余殊垂下眼眸,掩飾住內里的黯然,語氣堅決地說道:“離婚的事我已經考慮很久了,不是一時沖動,也不會改變主意。希望咱們能好聚好散,不要到最后連親人也沒得做。”她站起身,“很晚了,你快回去吧。”
這還是她第一次趕喬晉淵走,而且還是在夜里。
喬晉淵心里那團悶氣并沒有散去,只是被這邊的環(huán)境和余殊無意中營造出來的氛圍感染,給壓到了心底。此時聽她如此決絕,火氣頓時又上來了,粗聲粗氣地說道:“在我們婚姻關系存續(xù)期間,我沒有家暴,沒有出軌,不吃喝嫖賭,沒有任何會對你產生不良影響的嗜好,哪怕上了法庭,法官也不會輕易判我們離婚的。”像是怕還不夠,他又加了一句,“而你,嘴里說著讓我簽別的文件,卻趁機騙我簽下離婚協(xié)議,你才是過錯方。”

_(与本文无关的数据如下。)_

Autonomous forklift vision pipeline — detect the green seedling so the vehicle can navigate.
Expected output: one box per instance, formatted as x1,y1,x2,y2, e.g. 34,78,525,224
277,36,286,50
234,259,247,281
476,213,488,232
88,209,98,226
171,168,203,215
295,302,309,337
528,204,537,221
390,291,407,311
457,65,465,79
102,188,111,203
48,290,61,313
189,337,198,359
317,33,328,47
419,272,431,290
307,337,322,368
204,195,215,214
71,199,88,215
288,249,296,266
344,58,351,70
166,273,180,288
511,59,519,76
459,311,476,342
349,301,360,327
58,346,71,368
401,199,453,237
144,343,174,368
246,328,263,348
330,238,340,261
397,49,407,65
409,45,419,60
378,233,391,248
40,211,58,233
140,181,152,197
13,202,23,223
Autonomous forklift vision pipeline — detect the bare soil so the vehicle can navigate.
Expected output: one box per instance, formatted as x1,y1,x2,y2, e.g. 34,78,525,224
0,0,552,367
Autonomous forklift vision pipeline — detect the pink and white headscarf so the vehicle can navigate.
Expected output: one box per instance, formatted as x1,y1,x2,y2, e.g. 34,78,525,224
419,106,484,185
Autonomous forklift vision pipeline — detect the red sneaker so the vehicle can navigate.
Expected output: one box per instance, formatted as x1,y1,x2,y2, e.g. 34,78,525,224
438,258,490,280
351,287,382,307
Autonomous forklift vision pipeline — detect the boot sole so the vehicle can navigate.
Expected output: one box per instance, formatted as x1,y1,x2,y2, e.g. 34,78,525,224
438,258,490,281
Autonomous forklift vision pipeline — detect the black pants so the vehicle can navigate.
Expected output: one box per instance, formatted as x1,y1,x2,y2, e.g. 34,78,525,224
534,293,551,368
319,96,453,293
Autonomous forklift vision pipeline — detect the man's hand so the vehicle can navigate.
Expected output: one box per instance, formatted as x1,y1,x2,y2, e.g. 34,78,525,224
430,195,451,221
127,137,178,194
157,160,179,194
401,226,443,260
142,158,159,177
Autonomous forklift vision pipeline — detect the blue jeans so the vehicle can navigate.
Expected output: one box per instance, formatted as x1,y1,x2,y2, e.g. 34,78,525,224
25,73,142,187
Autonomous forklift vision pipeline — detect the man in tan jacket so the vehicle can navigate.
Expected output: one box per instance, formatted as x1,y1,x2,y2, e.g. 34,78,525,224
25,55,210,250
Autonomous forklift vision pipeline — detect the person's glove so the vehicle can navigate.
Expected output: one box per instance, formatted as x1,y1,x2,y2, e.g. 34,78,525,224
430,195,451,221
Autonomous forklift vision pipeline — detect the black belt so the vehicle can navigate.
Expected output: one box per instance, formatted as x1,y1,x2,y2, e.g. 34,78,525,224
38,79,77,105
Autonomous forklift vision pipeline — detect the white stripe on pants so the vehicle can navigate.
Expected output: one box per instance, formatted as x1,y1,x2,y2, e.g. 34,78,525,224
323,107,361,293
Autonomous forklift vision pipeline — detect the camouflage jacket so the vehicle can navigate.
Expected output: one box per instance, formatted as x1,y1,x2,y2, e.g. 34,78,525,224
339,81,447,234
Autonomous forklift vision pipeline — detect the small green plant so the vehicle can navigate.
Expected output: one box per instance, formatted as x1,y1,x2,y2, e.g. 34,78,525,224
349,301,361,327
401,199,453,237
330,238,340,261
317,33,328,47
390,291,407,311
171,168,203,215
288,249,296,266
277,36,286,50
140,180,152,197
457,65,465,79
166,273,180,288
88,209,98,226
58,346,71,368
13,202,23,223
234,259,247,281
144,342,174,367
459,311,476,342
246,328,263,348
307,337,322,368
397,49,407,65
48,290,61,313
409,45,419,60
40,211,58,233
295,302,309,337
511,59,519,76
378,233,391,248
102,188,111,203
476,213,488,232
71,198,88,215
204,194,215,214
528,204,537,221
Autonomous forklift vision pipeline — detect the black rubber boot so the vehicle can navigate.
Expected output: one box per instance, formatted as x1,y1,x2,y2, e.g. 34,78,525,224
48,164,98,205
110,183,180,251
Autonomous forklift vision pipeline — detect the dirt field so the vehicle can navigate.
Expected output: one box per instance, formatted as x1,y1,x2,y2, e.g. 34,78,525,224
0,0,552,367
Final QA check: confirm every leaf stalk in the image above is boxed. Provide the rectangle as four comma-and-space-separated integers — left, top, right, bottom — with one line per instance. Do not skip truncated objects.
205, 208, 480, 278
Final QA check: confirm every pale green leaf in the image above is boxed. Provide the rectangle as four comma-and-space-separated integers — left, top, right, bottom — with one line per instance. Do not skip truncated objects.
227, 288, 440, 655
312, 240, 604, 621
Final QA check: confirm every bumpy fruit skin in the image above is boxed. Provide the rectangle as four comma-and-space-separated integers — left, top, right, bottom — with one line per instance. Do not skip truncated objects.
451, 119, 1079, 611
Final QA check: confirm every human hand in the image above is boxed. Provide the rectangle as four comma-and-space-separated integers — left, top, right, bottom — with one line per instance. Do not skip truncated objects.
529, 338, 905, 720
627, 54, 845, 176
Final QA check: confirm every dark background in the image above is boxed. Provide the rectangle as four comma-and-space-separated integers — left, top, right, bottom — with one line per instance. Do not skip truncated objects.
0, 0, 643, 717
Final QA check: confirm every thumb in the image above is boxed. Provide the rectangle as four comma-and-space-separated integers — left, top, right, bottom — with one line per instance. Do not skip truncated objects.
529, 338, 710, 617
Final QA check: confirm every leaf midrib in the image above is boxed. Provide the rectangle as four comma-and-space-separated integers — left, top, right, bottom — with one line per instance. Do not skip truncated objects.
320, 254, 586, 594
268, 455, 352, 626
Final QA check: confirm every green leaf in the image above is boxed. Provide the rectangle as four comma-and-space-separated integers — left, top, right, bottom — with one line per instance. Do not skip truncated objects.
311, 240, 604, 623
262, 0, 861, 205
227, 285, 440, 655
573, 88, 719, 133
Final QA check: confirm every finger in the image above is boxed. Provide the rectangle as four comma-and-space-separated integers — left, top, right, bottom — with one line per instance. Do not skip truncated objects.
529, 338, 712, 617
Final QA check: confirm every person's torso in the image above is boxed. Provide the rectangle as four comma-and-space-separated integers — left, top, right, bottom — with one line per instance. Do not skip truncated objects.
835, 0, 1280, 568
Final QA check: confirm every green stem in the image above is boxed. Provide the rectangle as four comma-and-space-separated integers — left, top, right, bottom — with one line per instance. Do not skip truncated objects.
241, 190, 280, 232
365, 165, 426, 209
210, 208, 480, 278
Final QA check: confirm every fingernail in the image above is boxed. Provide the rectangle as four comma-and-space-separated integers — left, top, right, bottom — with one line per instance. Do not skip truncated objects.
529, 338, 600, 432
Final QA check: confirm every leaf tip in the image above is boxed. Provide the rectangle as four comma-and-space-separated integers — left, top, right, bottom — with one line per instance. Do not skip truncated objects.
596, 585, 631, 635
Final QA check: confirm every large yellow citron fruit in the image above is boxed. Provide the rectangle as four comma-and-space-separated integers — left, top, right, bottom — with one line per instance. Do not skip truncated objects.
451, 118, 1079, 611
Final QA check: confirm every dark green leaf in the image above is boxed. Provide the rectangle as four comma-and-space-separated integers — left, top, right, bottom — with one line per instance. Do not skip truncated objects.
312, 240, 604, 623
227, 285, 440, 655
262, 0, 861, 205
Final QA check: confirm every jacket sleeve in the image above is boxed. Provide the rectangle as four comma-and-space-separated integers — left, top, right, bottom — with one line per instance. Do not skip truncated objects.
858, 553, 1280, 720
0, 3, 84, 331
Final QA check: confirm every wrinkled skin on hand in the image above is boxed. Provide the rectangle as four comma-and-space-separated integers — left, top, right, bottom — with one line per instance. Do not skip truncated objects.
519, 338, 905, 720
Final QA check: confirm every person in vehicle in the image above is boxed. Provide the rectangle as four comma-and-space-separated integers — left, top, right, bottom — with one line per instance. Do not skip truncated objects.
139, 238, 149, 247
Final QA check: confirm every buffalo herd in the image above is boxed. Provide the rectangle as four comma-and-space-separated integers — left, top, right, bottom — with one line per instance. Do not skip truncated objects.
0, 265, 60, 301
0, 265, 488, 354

余殊再次嘆氣:“這件事的確是我不對,我只是不知道該怎么開口,才用了這種方式,抱歉。但是,我們真的不能再這樣下去了。”
喬晉淵道:“我不覺得這樣的生活有什么不好,如果你覺得不好,就明明白白告訴我哪里需要改,我會盡量改正。婚姻本來就是要互相遷就的,哪對夫妻完全沒有問題?但是一有問題就要離婚的夫妻,又有多少?”
余殊見他情緒開始激動,知道再談下去也沒有結果,只得道:“你再考慮一下吧。”
喬晉淵坐著不動。
余殊看著他:“如果你不想走,可以住我父母的房間。”
這話聽在喬晉淵耳中,就像是在說他死纏爛打,想要對她做點什么似的。男人的自尊受到了傷害,他霍地站起身,說:“行,我走。余殊我告訴你,你想怎么鬧都隨你,但是離婚的事你想都別想!”
說完他便甩手而去。
一直到取了車,開上大馬路,他心口的煩悶還是半分都沒消下去。車子開出去很遠,他卻突然有點茫然,自己要去哪里?
換作以往,這個時候他大概率是在加班,不加班的時候,應該是準備洗澡,然后跟余殊共度春宵。可是現(xiàn)在,卻被余殊趕了出來,工作自然也沒有心思做。
他拿起手機,打電話給陸天青:“出來陪我吃宵夜。”
陸天青從他的語氣中大概猜到他碰了壁,這種時候做老友的不幫忙分擔,還有誰能幫忙分擔?因此爽快地答應了。兩人約在一家燒烤店。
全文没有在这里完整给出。